Years later I escaped the cult and started a brand new life. I promised to be true to myself from that point on. I made a big deal out of every holiday and celebration when I had children of my own. Sometimes I went over the top in an attempt to make up for the past. I proudly wear a poppy every year and I reflect on how lucky I am to have a second chance to express myself and involve myself in things I truly believe in.
I have a son who is a Corporal in the Reserves. He’s been in the Army for 8 years now and for years we went to the Remembrance Day Ceremony together. He would wear his dress uniform and participate in the parade in the arena. It made me proud to finally stand up and sing O Canada and honour all of our past and present soldiers. It makes me happy to know that my son makes his own choices and defends the rights of others to do the same. I am not a warmonger. I’m more of a peace-loving hippie on the inside, but I respect those men and women that put their lives on the line to protect our country and our freedoms. I sleep better at night knowing that someone is watching over us.
My life has come full circle and I’m grateful for another chance to do things my way. I never take anything for granted and I know that I enjoy this beautiful country because of the dedication and loyalty of our soldiers.

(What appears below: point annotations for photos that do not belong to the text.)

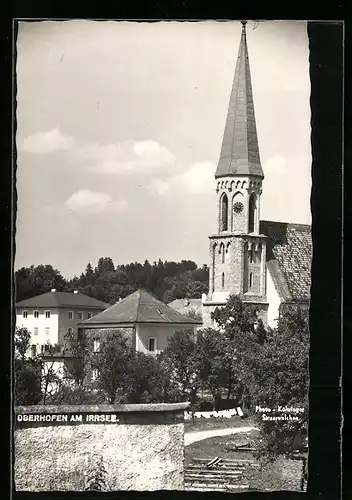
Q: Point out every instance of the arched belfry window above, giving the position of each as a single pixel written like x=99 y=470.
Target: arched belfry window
x=224 y=212
x=222 y=251
x=251 y=254
x=252 y=212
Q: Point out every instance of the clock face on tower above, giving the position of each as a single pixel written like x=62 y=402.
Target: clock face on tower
x=238 y=207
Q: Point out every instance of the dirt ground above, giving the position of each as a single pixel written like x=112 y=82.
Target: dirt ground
x=267 y=477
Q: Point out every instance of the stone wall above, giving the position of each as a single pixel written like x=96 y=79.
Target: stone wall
x=132 y=447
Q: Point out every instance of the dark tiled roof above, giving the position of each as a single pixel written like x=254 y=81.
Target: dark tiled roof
x=183 y=306
x=240 y=151
x=139 y=307
x=289 y=258
x=62 y=299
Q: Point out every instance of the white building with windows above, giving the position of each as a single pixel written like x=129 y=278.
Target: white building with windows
x=50 y=316
x=144 y=320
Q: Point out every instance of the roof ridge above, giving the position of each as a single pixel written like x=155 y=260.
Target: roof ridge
x=289 y=224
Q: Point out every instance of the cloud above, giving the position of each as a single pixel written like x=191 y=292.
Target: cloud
x=89 y=202
x=198 y=179
x=159 y=186
x=276 y=165
x=47 y=142
x=128 y=157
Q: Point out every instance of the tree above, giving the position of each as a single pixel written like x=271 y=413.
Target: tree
x=238 y=342
x=113 y=363
x=280 y=378
x=148 y=381
x=180 y=356
x=51 y=378
x=27 y=371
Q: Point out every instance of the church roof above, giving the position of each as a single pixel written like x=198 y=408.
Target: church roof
x=289 y=258
x=184 y=306
x=240 y=151
x=139 y=307
x=62 y=299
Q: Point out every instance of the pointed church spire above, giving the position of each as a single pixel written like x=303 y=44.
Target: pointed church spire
x=240 y=152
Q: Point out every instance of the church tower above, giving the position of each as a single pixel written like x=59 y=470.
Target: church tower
x=238 y=250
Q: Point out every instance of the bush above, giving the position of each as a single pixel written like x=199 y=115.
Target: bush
x=205 y=406
x=226 y=404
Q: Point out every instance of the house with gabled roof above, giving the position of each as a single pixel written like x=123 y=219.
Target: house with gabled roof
x=145 y=320
x=50 y=316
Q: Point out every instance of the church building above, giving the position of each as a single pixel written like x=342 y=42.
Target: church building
x=265 y=263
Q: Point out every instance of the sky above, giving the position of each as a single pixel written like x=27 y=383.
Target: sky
x=119 y=130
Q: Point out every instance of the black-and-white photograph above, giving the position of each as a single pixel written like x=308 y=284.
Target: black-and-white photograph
x=163 y=255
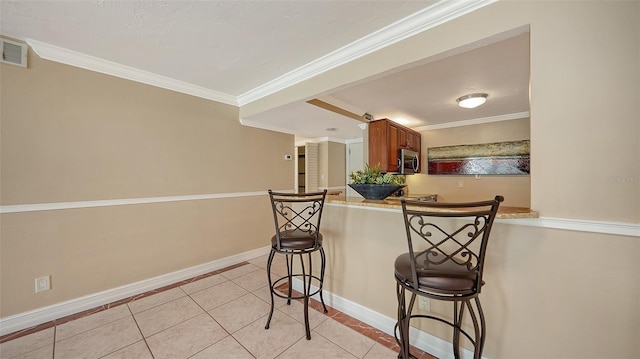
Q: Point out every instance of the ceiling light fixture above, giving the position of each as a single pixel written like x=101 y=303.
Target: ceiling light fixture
x=473 y=100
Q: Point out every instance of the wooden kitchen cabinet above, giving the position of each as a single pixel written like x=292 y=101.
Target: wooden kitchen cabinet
x=385 y=139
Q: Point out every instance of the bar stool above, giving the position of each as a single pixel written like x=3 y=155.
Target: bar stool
x=297 y=220
x=445 y=262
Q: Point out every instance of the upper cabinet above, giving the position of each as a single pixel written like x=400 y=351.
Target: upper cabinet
x=385 y=139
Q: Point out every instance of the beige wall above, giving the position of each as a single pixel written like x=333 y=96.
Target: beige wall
x=75 y=135
x=548 y=293
x=515 y=189
x=331 y=164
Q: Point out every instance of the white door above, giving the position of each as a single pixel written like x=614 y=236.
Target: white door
x=355 y=161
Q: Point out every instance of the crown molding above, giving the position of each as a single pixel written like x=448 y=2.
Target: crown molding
x=69 y=57
x=477 y=121
x=416 y=23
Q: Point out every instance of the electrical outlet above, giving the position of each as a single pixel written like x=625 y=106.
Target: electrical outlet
x=424 y=303
x=43 y=283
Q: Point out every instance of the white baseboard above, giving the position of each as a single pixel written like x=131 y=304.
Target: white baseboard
x=38 y=316
x=424 y=341
x=421 y=340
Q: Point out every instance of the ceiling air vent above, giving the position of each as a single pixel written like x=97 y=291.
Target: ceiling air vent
x=14 y=53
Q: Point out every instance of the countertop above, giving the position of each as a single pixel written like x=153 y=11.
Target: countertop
x=504 y=212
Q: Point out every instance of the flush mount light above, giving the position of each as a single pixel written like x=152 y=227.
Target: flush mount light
x=473 y=100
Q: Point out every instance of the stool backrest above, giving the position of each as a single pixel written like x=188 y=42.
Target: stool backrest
x=295 y=214
x=453 y=247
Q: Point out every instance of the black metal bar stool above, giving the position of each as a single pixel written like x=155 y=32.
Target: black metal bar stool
x=297 y=220
x=445 y=262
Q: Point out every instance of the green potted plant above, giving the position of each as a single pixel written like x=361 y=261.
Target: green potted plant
x=371 y=183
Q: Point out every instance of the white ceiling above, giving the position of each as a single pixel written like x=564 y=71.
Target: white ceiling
x=237 y=51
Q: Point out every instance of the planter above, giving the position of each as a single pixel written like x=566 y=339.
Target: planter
x=375 y=191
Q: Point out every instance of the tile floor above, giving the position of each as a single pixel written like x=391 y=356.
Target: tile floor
x=219 y=315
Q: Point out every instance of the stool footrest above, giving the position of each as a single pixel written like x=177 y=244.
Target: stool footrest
x=290 y=296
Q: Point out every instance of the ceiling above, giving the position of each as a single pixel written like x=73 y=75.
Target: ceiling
x=239 y=51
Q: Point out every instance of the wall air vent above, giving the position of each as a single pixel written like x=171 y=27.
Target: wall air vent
x=14 y=53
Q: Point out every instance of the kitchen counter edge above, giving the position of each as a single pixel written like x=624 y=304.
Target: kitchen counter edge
x=504 y=212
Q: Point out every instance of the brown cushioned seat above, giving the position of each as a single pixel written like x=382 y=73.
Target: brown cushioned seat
x=297 y=240
x=442 y=278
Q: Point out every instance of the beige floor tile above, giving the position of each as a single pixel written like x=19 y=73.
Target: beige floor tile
x=187 y=338
x=296 y=311
x=218 y=295
x=318 y=347
x=227 y=348
x=347 y=338
x=167 y=315
x=267 y=344
x=379 y=351
x=263 y=293
x=260 y=261
x=253 y=280
x=138 y=350
x=203 y=283
x=27 y=343
x=100 y=341
x=239 y=271
x=155 y=300
x=240 y=312
x=92 y=321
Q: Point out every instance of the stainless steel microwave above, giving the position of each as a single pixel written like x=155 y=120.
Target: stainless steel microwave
x=408 y=162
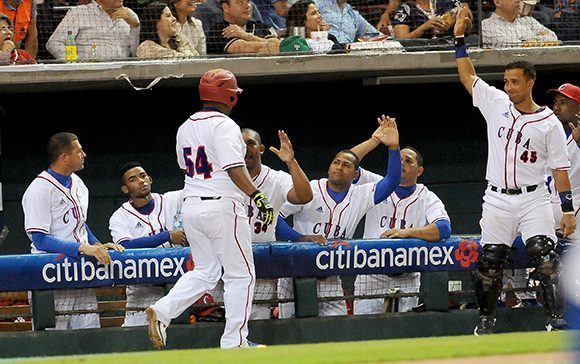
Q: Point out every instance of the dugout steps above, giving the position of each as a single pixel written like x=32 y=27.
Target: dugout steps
x=16 y=312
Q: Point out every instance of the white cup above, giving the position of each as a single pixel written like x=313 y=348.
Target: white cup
x=320 y=35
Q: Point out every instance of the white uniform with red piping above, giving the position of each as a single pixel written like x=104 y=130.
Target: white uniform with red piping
x=215 y=223
x=521 y=148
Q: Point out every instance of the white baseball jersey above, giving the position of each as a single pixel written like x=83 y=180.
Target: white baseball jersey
x=420 y=208
x=334 y=220
x=217 y=227
x=276 y=185
x=51 y=208
x=209 y=143
x=324 y=216
x=521 y=146
x=127 y=223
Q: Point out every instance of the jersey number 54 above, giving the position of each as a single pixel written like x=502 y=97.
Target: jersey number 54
x=200 y=166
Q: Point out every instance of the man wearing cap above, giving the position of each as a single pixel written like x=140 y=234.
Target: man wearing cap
x=104 y=27
x=567 y=109
x=237 y=34
x=506 y=28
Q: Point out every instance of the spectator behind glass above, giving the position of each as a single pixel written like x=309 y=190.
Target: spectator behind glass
x=189 y=27
x=107 y=24
x=210 y=13
x=22 y=14
x=415 y=19
x=8 y=51
x=345 y=23
x=563 y=18
x=237 y=34
x=506 y=28
x=305 y=14
x=159 y=35
x=274 y=12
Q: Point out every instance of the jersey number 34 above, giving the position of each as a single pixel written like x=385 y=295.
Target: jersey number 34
x=200 y=166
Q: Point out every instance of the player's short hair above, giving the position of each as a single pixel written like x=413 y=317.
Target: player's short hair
x=356 y=158
x=127 y=166
x=59 y=143
x=419 y=155
x=252 y=131
x=6 y=18
x=527 y=67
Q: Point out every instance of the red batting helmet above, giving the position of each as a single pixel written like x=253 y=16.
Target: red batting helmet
x=220 y=86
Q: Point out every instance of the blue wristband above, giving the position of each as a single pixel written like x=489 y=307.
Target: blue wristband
x=461 y=52
x=566 y=201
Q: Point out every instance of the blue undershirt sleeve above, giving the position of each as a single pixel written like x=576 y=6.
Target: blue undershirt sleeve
x=444 y=227
x=92 y=238
x=52 y=244
x=284 y=231
x=152 y=241
x=387 y=185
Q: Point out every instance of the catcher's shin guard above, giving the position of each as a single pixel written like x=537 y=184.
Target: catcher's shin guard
x=488 y=277
x=542 y=254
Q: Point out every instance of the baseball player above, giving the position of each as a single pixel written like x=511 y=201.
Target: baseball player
x=280 y=187
x=55 y=211
x=142 y=222
x=524 y=140
x=411 y=211
x=337 y=208
x=211 y=150
x=567 y=109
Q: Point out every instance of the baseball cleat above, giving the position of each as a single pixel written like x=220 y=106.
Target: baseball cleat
x=252 y=344
x=157 y=329
x=484 y=326
x=556 y=323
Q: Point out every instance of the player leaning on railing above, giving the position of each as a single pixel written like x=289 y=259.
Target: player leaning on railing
x=524 y=141
x=55 y=207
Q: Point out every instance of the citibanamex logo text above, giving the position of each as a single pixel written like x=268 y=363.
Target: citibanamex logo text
x=467 y=253
x=85 y=270
x=340 y=256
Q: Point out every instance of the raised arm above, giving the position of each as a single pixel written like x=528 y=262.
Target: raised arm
x=562 y=182
x=241 y=178
x=464 y=65
x=301 y=193
x=364 y=148
x=389 y=136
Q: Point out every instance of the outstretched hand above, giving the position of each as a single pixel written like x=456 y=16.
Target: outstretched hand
x=286 y=152
x=387 y=132
x=575 y=127
x=462 y=22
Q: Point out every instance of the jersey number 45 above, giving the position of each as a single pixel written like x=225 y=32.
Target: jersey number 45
x=201 y=164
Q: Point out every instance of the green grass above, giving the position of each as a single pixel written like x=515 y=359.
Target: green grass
x=379 y=351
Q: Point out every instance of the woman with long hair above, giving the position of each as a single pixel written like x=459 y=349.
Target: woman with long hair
x=190 y=27
x=305 y=14
x=159 y=35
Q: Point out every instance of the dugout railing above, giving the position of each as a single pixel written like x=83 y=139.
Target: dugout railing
x=442 y=286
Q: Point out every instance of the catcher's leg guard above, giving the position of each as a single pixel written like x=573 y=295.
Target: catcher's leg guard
x=488 y=277
x=542 y=254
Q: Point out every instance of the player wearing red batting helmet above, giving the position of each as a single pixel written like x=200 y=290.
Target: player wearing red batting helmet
x=211 y=150
x=221 y=86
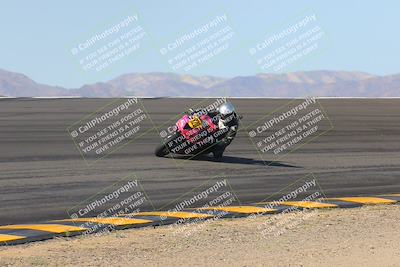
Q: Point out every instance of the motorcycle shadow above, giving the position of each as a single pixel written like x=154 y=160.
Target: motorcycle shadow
x=235 y=160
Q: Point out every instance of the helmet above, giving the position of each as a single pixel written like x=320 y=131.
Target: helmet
x=226 y=109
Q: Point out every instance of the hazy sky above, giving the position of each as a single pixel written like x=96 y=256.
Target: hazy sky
x=38 y=36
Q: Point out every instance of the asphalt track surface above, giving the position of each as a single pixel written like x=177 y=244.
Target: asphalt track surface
x=42 y=174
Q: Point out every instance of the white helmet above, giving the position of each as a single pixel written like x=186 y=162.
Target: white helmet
x=226 y=109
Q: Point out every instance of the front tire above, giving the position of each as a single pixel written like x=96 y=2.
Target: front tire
x=162 y=149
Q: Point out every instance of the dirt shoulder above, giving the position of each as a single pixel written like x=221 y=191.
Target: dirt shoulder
x=368 y=236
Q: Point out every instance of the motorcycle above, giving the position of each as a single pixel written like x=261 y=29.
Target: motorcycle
x=194 y=135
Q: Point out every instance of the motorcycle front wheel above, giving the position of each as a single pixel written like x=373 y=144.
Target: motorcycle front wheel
x=162 y=149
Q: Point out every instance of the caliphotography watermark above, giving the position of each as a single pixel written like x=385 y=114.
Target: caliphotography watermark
x=198 y=45
x=200 y=131
x=289 y=127
x=109 y=209
x=294 y=204
x=207 y=202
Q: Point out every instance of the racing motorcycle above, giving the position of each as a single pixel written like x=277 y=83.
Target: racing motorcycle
x=197 y=134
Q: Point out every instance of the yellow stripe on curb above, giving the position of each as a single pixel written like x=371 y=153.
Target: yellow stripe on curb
x=7 y=238
x=241 y=209
x=305 y=204
x=52 y=228
x=365 y=200
x=112 y=221
x=180 y=215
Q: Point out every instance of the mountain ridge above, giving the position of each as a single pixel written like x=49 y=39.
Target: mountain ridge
x=159 y=84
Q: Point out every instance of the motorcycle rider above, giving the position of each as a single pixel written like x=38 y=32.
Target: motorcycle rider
x=225 y=119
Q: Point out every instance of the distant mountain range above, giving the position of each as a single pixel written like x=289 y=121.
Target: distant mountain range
x=296 y=84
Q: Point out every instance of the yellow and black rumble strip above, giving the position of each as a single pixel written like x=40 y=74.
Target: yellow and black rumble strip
x=24 y=233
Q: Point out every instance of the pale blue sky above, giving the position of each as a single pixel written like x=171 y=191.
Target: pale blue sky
x=37 y=35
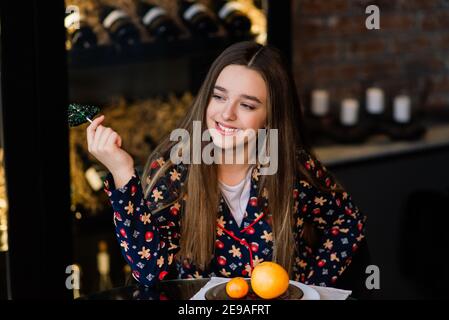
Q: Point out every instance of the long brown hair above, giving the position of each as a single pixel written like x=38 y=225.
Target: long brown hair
x=198 y=222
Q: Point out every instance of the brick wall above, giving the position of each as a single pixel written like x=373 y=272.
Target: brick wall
x=332 y=49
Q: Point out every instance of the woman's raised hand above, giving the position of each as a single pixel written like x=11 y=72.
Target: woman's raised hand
x=105 y=145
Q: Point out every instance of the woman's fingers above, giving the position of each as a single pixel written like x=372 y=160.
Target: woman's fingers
x=104 y=138
x=91 y=130
x=111 y=141
x=97 y=137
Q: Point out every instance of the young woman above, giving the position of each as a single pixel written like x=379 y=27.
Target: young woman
x=199 y=220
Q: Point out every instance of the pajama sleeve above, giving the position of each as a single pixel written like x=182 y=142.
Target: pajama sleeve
x=340 y=223
x=147 y=229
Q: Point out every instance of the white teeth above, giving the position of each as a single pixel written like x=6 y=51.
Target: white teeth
x=225 y=129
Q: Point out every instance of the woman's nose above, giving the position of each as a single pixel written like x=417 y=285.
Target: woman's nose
x=229 y=112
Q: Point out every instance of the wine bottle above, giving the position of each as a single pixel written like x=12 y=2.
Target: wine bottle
x=80 y=34
x=234 y=19
x=197 y=17
x=157 y=22
x=119 y=26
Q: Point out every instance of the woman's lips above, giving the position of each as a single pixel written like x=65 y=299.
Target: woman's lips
x=225 y=130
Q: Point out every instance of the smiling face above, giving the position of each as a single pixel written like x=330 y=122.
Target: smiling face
x=238 y=104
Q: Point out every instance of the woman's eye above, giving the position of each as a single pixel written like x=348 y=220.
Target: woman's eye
x=217 y=97
x=247 y=106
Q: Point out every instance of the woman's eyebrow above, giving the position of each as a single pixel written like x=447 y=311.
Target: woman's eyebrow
x=253 y=98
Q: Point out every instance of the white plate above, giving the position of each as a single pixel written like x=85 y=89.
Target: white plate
x=309 y=292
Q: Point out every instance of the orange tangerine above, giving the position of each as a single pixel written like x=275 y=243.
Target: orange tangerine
x=269 y=280
x=237 y=288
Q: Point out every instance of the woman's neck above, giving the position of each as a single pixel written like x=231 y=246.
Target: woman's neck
x=232 y=174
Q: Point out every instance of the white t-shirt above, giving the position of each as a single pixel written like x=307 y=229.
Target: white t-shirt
x=237 y=196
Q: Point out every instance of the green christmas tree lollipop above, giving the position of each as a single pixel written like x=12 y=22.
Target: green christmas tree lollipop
x=79 y=114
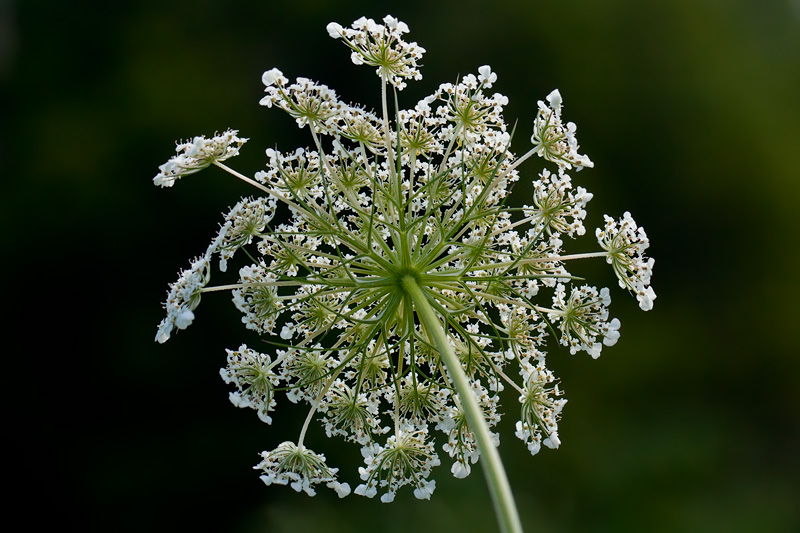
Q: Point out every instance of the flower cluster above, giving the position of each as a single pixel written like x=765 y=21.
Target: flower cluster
x=389 y=216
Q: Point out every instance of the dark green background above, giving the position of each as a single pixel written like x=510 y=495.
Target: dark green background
x=690 y=111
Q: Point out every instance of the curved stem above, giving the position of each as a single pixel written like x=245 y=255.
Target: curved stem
x=499 y=488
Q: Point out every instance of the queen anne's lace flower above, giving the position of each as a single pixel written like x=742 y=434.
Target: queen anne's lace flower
x=299 y=467
x=554 y=140
x=396 y=224
x=382 y=46
x=251 y=372
x=198 y=154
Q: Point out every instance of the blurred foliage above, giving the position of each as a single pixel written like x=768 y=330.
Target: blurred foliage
x=689 y=109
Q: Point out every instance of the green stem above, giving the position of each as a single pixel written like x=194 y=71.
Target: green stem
x=503 y=499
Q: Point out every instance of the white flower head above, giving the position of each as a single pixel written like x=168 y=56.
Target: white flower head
x=300 y=468
x=382 y=46
x=555 y=141
x=198 y=154
x=398 y=289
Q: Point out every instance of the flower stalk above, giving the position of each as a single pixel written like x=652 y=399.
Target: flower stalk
x=495 y=473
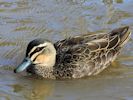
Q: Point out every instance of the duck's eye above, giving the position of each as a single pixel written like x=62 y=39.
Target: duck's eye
x=39 y=49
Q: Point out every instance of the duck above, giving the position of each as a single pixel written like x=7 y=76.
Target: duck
x=74 y=57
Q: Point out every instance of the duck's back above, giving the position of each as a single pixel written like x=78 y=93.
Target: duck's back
x=87 y=55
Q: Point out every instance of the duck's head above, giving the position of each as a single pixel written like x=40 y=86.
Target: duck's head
x=39 y=52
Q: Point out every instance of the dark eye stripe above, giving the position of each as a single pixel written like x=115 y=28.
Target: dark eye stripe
x=36 y=50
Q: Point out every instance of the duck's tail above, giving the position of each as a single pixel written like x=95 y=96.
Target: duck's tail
x=123 y=33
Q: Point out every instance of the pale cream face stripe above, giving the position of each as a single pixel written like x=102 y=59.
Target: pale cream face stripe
x=32 y=50
x=41 y=45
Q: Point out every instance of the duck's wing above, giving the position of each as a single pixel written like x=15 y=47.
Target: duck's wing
x=99 y=48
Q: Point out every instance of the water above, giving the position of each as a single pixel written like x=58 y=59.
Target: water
x=24 y=20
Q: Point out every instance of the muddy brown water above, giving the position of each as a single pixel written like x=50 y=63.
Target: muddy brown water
x=24 y=20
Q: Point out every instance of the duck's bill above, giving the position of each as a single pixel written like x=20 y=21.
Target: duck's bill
x=25 y=64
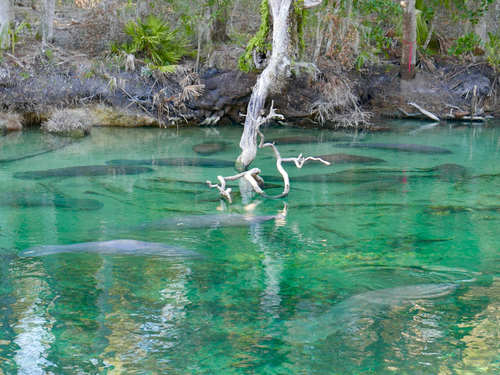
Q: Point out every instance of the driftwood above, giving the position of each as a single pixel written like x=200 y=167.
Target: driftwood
x=252 y=176
x=424 y=112
x=461 y=115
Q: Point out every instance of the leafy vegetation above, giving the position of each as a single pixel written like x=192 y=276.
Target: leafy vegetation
x=160 y=45
x=258 y=42
x=464 y=44
x=493 y=50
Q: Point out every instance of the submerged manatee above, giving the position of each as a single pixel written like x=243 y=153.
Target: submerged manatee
x=451 y=172
x=345 y=177
x=88 y=170
x=210 y=147
x=397 y=147
x=345 y=158
x=294 y=140
x=32 y=199
x=194 y=162
x=26 y=156
x=305 y=140
x=116 y=247
x=361 y=307
x=195 y=222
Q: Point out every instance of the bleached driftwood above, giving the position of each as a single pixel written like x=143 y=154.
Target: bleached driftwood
x=252 y=176
x=425 y=112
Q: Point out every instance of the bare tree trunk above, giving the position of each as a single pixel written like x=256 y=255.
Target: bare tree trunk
x=271 y=77
x=409 y=42
x=48 y=9
x=219 y=21
x=6 y=17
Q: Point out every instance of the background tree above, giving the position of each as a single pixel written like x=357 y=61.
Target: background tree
x=6 y=19
x=219 y=12
x=283 y=13
x=409 y=40
x=47 y=24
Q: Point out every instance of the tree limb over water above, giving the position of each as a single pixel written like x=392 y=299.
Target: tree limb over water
x=252 y=176
x=272 y=77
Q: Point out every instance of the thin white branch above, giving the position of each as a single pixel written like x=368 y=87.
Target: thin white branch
x=252 y=176
x=311 y=3
x=424 y=112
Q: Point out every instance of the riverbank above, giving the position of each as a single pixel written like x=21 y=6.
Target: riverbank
x=35 y=85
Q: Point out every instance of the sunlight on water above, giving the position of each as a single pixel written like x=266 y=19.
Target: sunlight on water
x=386 y=261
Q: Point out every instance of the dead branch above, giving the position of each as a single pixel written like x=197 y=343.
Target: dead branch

Past and present! This Remembrance Day I will once again find a way to pay tribute to our veterans. My son has moved to Calgary so I won’t be going to the arena with him, but I will still pay my respects by going alone or taking someone with me. I am so proud of the service my grandfather gave and I’m proud of my son’s training with the military. Their involvement in the military gives me a connection to a tradition I had always wanted to honour. I am a proud Canadian who wears a poppy and honours Remembrance Day with reverence.